He documents everything on his Twitter account, which has about 450 followers. He has lots of support, although some people express surprise that he does it for free, on his own time.
“It’s a personal challenge, and it’s easy enough for me to do,” said Boudinot, 41. “Rather than complain about it, I wanted to do something. Everybody likes a clean neighbourhood. It’s positive for the environment.
“I wanted to take that energy and do something that benefits everybody.”
Along with removing the ubiquitous butts, Starbucks and Tim Hortons cups and plastic straws — and the occasional shoe, mop head and hub cap — Boudinot has collected hypodermic needles, a nasty-looking combat knife, a rusty straight razor and even a flare gun.
He turns the dangerous items in to Victoria police and deposits needles in safe boxes.
For larger pieces dumped on the streets, such as mattresses and sofas, he calls city staff for pickup.
And then there are the happy finds.
In October, he retrieved a laptop computer from a city trash bin as he was emptying a load. Boudinot traced the computer to a family in Mission and a University of Victoria student who had it stolen on campus a few weeks earlier. He turned it over to campus security, which reunited the laptop with its owner. “She really needed it to do her online studies,” said Boudinot.
Last week, he found a box containing old photos, tea cups and ceramic Chinese spoons. He posted the photos, including images of a Chinese woman and man, on Twitter. Within a day, Victoria Coun. Charlayne Thornton-Joe had re-posted them on her own Facebook page and another focused on the Chinese community in Victoria.

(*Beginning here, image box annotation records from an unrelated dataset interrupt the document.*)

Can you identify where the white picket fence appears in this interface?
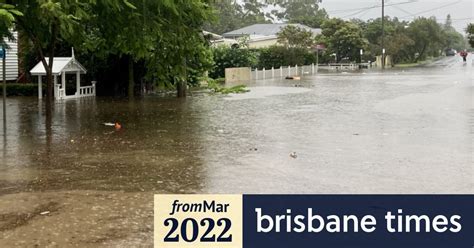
[251,64,359,80]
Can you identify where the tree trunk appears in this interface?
[176,80,186,97]
[128,56,135,98]
[176,58,188,98]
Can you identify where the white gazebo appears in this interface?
[30,49,95,99]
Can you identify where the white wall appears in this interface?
[0,32,18,81]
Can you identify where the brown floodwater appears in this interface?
[0,57,474,247]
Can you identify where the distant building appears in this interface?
[222,23,321,48]
[0,32,18,81]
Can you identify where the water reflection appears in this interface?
[0,58,473,194]
[1,98,206,193]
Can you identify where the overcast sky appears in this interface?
[260,0,474,33]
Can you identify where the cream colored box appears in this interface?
[154,195,243,248]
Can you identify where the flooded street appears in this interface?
[0,55,474,247]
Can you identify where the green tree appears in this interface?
[0,3,23,46]
[277,25,314,48]
[83,0,212,97]
[316,18,367,62]
[407,17,444,62]
[272,0,329,28]
[466,23,474,48]
[443,15,466,50]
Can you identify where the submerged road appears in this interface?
[0,55,474,247]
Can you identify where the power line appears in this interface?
[327,0,419,14]
[398,0,462,19]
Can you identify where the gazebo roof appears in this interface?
[30,57,87,76]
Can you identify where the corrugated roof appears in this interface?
[222,23,321,37]
[30,57,87,75]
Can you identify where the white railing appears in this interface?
[79,84,95,96]
[252,64,318,80]
[251,64,359,80]
[55,81,96,99]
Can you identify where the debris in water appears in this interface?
[290,152,298,158]
[285,76,301,80]
[114,122,122,131]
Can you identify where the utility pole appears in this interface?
[382,0,385,70]
[1,47,7,132]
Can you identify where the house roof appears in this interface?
[222,23,321,37]
[30,57,87,76]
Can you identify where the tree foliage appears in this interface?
[316,18,368,62]
[272,0,328,28]
[466,23,474,48]
[277,25,314,48]
[0,3,23,46]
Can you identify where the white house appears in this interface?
[0,32,19,81]
[30,50,96,100]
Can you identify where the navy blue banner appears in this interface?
[243,195,474,248]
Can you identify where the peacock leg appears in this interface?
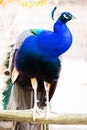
[31,78,38,121]
[44,81,51,119]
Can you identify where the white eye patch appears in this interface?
[63,14,68,19]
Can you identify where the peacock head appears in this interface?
[51,7,76,23]
[59,12,75,23]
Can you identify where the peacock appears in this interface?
[3,7,74,130]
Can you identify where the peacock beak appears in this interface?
[72,15,77,19]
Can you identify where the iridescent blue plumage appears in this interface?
[3,8,73,130]
[15,12,72,82]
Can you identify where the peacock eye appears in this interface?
[63,14,68,19]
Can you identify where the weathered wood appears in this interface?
[0,110,87,125]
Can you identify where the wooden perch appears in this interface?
[0,110,87,125]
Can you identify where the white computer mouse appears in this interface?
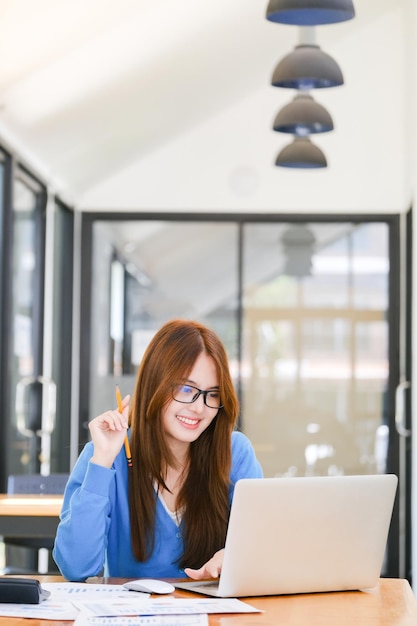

Within hours, she was getting messages from people who recognized the woman. That day, she was in touch with the woman’s daughter. It turns out that the woman in the photographs, which were taken in China decades ago, had lived in Fernwood for some time, but passed away three years ago. The box is thought to have been misplaced or taken while the family was cleaning out the house.
“The daughter was so thrilled to have the photos again,” said Thornton-Joe. “And I told David that what he found really made their Christmas and New Year very special this year.”
Thornton-Joe likes to think of Boudinot as one of many good citizens helping to keep neighbourhoods clean.
“I see many people that do this,” she said. “The other day in Beacon Hill Park, there was a couple with a bag picking up garbage. I see people downtown, where there are cans every block and [litter] in between. … I see them pick something up and put it in the cans.”
A city official said most public trash bins are emptied daily by civic crews — two or three times daily in some high-traffic areas. The city has also installed 25 “zero waste” bins downtown and in urban villages, where trash can be separated into garbage, recyclables and compostable items. Another 20 are coming in spring, pending budget approvals.
Victoria has 900 street litter cans and another 300 in city parks, and empties them using three garbage trucks seven days a week — two during early mornings and two on an afternoon shift.
A member of the advisory board of the Surfrider Foundation Canada, which is working to eradicate plastics from beaches and waterways, Boudinot is particularly concerned about cigarette filters washing through drains to the ocean and the increase in disposable face masks, which can pose a danger to wildlife, entangling birds, bats and other animals.
Boudinot is hoping apartment owners can help in the cigarette filters cleanup. Since smoking is forbidden in most multi-unit dwellings, residents often go to the street or parks and leave their butts behind.